Florida State Impact
State website measures whether Florida schools are ready for new standards and testing
At an upcoming meeting, the Florida state board will discuss the technology needed to implement the new online Common Core assessments. The main concern is whether the proper equipment will be in place for testing in all districts. The state education department has come up with a readiness gauge to measure each district’s progress toward meeting Common Core and digital learning deadlines.
The Washington Post
Bush, Obama focus on standardized testing leads to ‘opt-out’ parents’ movement
A decade into the school accountability movement, pockets of resistance to standardized testing are sprouting up around the country, with parents and students opting out of the high-stakes tests used to evaluate schools and teachers. From Seattle, where 600 high school students refused to take a standardized test in January, to Texas, where 86 percent of school districts say the tests are “strangling our public schools,” anti-testing groups argue that bubble exams have proliferated beyond reason, delivering more angst than benefits. “Over the last couple of years, they’ve turned this one test into the all and everything,” said Cindy Hamilton, a 50-year-old mother of three in Florida who founded Opt Out Orlando in response to the annual Florida Comprehensive Assessment Test, which starts again Monday. Her group is one of dozens of new organizations opposed to such testing.

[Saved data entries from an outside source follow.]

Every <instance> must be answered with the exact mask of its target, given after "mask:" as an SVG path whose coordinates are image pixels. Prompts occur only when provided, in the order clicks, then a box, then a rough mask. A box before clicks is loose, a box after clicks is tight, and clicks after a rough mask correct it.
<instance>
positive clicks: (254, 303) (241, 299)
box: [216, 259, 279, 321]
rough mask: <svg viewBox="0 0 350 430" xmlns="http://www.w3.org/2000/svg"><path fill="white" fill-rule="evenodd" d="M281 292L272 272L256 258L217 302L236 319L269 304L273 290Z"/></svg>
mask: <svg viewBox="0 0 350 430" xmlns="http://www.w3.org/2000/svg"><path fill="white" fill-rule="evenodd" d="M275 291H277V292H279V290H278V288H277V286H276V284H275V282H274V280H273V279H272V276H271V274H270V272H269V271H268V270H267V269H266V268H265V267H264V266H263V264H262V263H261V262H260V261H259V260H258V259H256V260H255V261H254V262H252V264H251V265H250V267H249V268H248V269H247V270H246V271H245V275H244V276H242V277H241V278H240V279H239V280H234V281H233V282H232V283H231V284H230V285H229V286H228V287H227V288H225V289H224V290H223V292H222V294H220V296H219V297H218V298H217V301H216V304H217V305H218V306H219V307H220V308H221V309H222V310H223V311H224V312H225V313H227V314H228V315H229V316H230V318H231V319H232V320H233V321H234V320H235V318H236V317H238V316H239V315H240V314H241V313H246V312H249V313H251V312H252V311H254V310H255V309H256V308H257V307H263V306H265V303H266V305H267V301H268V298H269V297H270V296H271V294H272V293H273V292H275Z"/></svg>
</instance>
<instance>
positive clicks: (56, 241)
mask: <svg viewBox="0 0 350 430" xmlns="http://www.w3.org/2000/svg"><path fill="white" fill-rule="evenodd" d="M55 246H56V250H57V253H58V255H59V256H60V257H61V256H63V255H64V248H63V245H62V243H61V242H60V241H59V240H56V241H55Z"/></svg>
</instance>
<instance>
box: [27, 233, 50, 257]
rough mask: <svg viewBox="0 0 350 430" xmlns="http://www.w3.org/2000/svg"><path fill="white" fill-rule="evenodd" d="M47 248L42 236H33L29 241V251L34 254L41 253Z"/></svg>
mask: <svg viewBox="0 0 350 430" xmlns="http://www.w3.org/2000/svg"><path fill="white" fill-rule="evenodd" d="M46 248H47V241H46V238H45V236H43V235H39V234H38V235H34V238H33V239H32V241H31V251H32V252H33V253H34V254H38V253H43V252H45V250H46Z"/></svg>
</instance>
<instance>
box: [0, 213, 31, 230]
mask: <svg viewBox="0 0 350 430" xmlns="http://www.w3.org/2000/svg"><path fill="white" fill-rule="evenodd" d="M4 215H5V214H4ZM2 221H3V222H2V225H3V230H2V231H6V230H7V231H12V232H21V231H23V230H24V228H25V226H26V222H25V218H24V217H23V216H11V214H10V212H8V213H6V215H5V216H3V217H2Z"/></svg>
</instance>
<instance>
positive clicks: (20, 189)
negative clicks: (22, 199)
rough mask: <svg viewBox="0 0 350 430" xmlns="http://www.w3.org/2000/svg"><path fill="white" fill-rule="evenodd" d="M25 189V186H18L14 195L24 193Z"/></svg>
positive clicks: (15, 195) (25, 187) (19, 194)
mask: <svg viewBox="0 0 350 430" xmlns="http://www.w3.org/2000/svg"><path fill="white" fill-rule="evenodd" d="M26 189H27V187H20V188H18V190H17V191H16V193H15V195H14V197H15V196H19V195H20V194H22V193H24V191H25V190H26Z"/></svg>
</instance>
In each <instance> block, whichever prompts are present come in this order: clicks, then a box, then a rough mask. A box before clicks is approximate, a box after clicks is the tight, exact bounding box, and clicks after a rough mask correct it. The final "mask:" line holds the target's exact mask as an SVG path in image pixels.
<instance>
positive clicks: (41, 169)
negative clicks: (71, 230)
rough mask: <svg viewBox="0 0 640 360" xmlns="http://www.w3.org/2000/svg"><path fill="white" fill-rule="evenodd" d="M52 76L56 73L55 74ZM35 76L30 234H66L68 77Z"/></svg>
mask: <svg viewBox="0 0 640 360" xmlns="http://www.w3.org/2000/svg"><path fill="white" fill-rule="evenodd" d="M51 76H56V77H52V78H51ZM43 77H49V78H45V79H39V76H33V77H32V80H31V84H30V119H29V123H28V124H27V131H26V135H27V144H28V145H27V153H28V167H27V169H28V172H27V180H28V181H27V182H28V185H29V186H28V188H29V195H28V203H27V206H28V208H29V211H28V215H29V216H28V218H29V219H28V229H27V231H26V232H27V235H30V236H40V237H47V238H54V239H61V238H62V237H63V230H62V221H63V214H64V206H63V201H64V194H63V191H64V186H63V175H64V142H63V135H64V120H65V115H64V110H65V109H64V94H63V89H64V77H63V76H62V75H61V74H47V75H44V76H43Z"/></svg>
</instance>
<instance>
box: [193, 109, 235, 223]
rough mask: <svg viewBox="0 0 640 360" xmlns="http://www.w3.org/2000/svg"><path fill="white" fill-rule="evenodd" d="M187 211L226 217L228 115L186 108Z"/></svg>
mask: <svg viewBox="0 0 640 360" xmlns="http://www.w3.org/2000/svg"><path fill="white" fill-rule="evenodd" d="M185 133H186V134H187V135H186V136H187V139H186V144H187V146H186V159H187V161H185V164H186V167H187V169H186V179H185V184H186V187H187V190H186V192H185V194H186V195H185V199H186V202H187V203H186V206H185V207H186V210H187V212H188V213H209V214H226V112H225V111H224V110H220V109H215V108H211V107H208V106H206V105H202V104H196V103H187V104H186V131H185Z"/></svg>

Some states dropping GED as test price spikes
Several dozen states are looking for an alternative to the GED high school equivalency test because of concerns that a new version coming out next year is more costly and will no longer be offered in a pencil and paper format. The responsibility for issuing high school equivalency certificates or diplomas rests with states, and they’ve relied on the General Education Development exam since soon after the test was created to help returning World War II veterans. But now 40 states and the District of Columbia are participating in a working group that’s considering what’s available besides the GED, and two test makers are hawking new exams.
The New York Times
Students face tougher tests that outpace lesson plans
New York public school students and parents are, by now, accustomed to standardized tests. But a pall has settled over classrooms across the state because this year’s tests, which begin Tuesday, are unlike any exams the students have seen. They have been redesigned and are tougher. And they are likely to cover at least some material that has yet to make its way into the curriculum. The new tests, given to third through eighth graders, are intended to align with Common Core standards, a set of unified academic guidelines adopted by almost every state and goaded by grant money offered by the Obama administration. They set more rigorous classroom goals for American students, with a focus on critical thinking skills, abstract reasoning in math and reading comprehension.